Option 2: Installing with pip

  • $ pip install fugassem
  • If you do not have write permissions to /usr/lib/, then add the option --user to the install command. This will install the python package into subdirectories of ~/.local/. Please note when using the --user install option on some platforms, you might need to add ~/.local/bin/ to your $PATH as it might not be included by default. You will know if it needs to be added if you see the following message fugassem: command not found when trying to run FUGAsseM after installing with the --user option.
How to run

A typical process runs FUGAsseM per dataset.

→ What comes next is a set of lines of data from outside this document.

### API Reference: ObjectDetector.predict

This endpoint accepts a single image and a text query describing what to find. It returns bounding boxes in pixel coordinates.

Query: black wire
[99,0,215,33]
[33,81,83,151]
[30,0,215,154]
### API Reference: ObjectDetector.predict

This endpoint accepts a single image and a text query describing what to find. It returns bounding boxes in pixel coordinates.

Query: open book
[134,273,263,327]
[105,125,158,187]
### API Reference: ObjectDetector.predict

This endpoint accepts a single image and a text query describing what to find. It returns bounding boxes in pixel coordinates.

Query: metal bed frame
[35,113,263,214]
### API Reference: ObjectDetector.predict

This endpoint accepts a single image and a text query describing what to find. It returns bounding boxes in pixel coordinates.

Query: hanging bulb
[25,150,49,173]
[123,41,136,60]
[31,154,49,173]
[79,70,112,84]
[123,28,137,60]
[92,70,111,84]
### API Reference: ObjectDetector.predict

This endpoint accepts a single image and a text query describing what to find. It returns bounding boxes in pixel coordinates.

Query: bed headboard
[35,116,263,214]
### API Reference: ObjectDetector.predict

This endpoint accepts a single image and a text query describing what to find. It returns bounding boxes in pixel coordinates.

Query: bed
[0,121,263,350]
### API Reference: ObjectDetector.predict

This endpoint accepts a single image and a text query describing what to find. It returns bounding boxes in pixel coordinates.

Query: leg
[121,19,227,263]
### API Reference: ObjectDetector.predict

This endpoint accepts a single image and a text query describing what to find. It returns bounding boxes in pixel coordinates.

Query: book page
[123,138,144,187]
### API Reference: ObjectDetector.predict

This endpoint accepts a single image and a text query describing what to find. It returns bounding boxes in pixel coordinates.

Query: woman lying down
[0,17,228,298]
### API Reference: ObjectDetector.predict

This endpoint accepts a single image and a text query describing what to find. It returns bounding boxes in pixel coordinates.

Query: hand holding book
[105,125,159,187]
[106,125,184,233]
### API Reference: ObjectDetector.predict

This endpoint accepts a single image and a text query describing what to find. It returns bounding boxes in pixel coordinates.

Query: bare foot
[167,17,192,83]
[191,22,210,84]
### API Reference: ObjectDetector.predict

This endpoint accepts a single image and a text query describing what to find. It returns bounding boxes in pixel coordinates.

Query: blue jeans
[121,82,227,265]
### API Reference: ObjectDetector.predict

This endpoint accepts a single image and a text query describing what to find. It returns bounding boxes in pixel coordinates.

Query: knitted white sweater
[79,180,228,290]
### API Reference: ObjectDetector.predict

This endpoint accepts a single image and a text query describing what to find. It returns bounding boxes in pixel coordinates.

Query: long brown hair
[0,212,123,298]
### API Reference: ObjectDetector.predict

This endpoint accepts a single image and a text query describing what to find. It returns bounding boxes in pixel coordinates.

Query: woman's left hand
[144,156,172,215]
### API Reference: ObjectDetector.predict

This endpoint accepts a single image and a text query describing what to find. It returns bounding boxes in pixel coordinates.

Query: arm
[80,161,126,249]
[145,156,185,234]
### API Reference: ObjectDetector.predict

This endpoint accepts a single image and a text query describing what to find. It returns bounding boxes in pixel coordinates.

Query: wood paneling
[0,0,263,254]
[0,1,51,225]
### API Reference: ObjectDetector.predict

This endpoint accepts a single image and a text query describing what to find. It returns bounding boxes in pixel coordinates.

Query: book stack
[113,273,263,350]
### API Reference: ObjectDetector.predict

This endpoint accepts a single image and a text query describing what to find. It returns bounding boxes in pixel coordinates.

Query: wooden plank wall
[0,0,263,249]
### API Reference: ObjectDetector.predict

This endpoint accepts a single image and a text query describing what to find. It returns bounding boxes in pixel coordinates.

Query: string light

  • For a list of command line options, run:

    $ fugassem --help

    This command yields:

    usage: fugassem_workflow.py [-h] [--version]
                        [--taxon-level {MSP,Terminal,Species,Genus,Family,
                        Order,Class,Phylum}]
            ...
  • Run the canonical function prediction of FUGAsseM, which requires MTX abundance data and annotation of protein families for function prediction.

    • Input files:

    • Demo run of FUGAsseM-MTX model

      $ fugassem --basename $BASENAME \ 
      --input $INPUT_MTX \ 
      --input-annotation $INPUT_annotation \
      --output $OUTPUT_DIR
      • $INPUT_MTX = the protein families MTX abundances file (TSV format)
      • $INPUT_annotation = raw GO annotations for some of these protein families (TSV format)
      • $OUTPUT_DIR = the output folder
      • Output files will be created named with $BASENAME:
        1. $OUTPUT_DIR/merged/$BASENAME.finalized_ML.prediction.tsv: this file combines the finalized predictions from all taxa by using machine learning approaches based on MTX coexpression patterns (TSV format).
        2. Predictions files of each taxon will also be created:
          • The finalized prediction results using MTX-coexpression evidence per taxon are in the file: $OUTPUT_DIR/main/$TAXON_NAME/prediction/finalized/$BASENAME.$TAXON_NAME.finalized_ML.prediction.tsv.
  • Run the integrated function prediction workflow of FUGAsseM. When other community-wide data are available, FUGAsseM can predict functions by integrating multiple pieces of evidence. The additional steps in this workflow are 1) building individual machine learning classifiers for each type of evidence including coexpression as discussed above, 2) and integration to generate an ensemble classifier for final function prediction.

    • Input files

    • Demo run of FUGAsseM-full model

      $ fugassem --basename $BASENAME \
      --input $INPUT_MTX \ 
      --input-annotation $INPUT_annotation \ 
      --vector-list $VECTOR_list --matrix-list $METRIX_list \ 
      --output $OUTPUT_DIR
      • $INPUT_MTX = the protein families MTX abundances file (TSV format)
      • $INPUT_annotation = raw GO annotations for some of these protein families (TSV format)
      • $VECTOR_list = file names of vector-based evidence data, provided as a string of 'file1,file2', semi-colon delimited for multiple files.
      • $METRIX_list = file names of matrix-based evidence data, provided as a string of 'file1,file2', semi-colon delimited for multiple files.
      • $OUTPUT_DIR = the output folder
      • Output files will be created named with $BASENAME:
        1. $OUTPUT_DIR/merged/$BASENAME.finalized_ML.prediction.tsv: this file combines the finalized predictions from all taxa by using machine learning approaches based on MTX coexpression patterns (TSV format).
        2. $OUTPUT_DIR/merged/$BASENAME.$EVIDENCE_TYPE_ML.prediction.tsv (where $EVIDENCE_TYPE = the basename of each piece of evidence): this file includes combined predictions based on individual type of evidence (TSV format file).
        3. Predictions files of each taxon will also be created:
          • FUGAsseM predicts functions based on input evidence data.
          • The finalized prediction results using integrated evidence per taxon are in the file: $OUTPUT_DIR/main/$TAXON_NAME/prediction/finalized/$BASENAME.$TAXON_NAME.finalized_ML.prediction.tsv.
          • The prediction results by using individual evidence per taxon are in the file: $OUTPUT_DIR/$TAXON_NAME/prediction/$EVIDENCE_TYPE/$BASENAME.$TAXON_NAME.$EVIDENCE_TYPE_ML.prediction.tsv (where $EVIDENCE_TYPE = the basename of each piece of evidence).